Doç. Dr. Muzaffer AYDEMİR

ERTUĞRUL GAZİ VAKFI BİZE NELER ANLATIYOR

ERTUĞRUL GAZİ VAKFI BİZE NELER ANLATIYOR

Değerli okuyucularımız vakıf konusundaki yazılarımıza devam ediyoruz. Osmanlı İmparatorluğu’nun kuruluş dönemine ilişkin birinci el tarihi belgeler neredeyse yok gibidir. Eldeki mevcut kaynaklar da değerlendirilmeye muhtaçtır. İmparatorluğun kuruluş dönemine ait en çok öne çıkan kaynak Aşıkpaşaoğlu Tarihi’dir. "Tevârîh-i Âl-i Osman" ismiyle yazılan eser İmparatorluğun kuruluşundan çok sonra yazılmıştır. Yaklaşık iki asır sonra yazılan eser bazı eserlerden esinlenerek ve yazarın yaşadığı dönemde şahit olduğu olayları aktararak meydana getirilmiştir. Bu nedenle kuruluş dönemine ilişkin birinci el belgeler çok önemlidir. İşte bu belgelerden birisini tarihin tozlu raflarından alıp köşemize taşıyoruz. Hem de vakıf serimizin bir devamı olarak.
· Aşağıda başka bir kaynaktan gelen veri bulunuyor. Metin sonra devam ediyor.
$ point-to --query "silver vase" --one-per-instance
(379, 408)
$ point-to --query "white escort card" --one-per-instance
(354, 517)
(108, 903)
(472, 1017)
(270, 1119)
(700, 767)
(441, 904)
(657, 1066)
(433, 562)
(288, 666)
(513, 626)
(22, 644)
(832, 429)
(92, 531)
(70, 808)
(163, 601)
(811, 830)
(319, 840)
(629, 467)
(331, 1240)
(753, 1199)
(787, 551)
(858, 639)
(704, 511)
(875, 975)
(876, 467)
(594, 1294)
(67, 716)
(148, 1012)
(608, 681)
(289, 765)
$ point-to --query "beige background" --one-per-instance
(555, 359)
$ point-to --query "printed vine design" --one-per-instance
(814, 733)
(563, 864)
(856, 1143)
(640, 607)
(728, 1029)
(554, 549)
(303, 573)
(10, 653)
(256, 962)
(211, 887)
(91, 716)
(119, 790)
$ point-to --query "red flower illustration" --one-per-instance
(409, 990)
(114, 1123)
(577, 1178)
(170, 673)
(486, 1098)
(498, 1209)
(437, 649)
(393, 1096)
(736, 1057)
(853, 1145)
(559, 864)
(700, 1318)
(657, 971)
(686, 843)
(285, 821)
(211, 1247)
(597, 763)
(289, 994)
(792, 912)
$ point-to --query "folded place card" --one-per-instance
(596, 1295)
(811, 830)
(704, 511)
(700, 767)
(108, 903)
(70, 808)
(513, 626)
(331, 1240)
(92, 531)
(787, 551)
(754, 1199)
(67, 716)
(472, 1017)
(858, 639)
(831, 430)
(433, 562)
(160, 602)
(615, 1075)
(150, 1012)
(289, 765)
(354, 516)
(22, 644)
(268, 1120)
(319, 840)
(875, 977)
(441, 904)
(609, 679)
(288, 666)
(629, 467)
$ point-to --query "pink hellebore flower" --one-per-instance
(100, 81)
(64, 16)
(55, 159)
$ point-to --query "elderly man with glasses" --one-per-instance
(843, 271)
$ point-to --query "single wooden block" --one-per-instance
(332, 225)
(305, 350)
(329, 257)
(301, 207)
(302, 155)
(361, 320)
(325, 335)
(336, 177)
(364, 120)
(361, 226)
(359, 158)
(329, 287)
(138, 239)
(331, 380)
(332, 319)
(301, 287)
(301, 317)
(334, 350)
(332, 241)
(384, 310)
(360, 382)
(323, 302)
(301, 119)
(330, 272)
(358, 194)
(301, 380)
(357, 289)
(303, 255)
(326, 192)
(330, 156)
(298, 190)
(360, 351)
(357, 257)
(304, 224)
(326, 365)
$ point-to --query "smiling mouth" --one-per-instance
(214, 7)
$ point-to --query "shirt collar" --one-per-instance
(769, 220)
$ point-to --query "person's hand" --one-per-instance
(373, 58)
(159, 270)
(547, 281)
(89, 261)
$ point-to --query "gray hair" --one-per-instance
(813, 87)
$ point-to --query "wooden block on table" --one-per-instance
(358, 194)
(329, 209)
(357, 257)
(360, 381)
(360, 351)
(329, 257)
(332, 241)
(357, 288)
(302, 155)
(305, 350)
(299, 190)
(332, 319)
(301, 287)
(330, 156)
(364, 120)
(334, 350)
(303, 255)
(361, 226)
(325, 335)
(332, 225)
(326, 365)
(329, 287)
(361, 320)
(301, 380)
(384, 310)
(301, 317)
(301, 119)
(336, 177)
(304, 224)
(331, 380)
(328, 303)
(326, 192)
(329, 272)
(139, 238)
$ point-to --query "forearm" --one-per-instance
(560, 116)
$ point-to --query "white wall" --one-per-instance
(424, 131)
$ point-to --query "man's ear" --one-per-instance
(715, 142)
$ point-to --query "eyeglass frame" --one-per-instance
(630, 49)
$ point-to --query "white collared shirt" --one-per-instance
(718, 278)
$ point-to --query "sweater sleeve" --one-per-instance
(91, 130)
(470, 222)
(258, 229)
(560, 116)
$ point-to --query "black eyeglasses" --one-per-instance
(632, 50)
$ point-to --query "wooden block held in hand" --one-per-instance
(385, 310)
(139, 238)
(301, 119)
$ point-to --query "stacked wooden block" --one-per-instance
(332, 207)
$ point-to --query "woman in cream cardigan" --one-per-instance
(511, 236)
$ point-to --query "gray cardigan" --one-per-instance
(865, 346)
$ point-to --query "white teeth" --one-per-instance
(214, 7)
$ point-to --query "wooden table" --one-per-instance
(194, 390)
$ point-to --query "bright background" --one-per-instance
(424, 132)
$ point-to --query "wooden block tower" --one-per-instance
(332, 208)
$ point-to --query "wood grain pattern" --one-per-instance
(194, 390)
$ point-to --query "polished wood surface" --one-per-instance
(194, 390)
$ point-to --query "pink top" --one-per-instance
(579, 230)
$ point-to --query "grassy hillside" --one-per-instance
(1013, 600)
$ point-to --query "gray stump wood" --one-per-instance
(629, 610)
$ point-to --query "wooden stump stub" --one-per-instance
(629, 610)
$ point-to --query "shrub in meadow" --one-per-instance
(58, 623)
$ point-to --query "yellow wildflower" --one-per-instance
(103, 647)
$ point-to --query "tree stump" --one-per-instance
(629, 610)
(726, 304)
Osmanlı İmparatorluğu’nun kuruluş dönemine ilişkin belki de ilk belgelerden birisi kuruculara ait vakfiyelerdir. Dikkatinizi çekmek istiyorum tek vakfiye değil birden çok vakfiyeden bahsediyorum. Çünkü günümüze ulaşan belge birden çok erken dönem vakfiyenin içeriklerinin çatışmasına çözüm için yapılan çalışmaya aittir. Belgeyi inceleyip yayınlayan değerli bilim insanı Dr. Mehmet Akif ERDOĞRU’dur. Çalışma, 1990 yılında Vakıflar Dergisi’nin XXI nolu sayısında “Ertuğrul Gazi'nin Bilecik'teki Vakıfları” ismiyle yayınlanmıştır.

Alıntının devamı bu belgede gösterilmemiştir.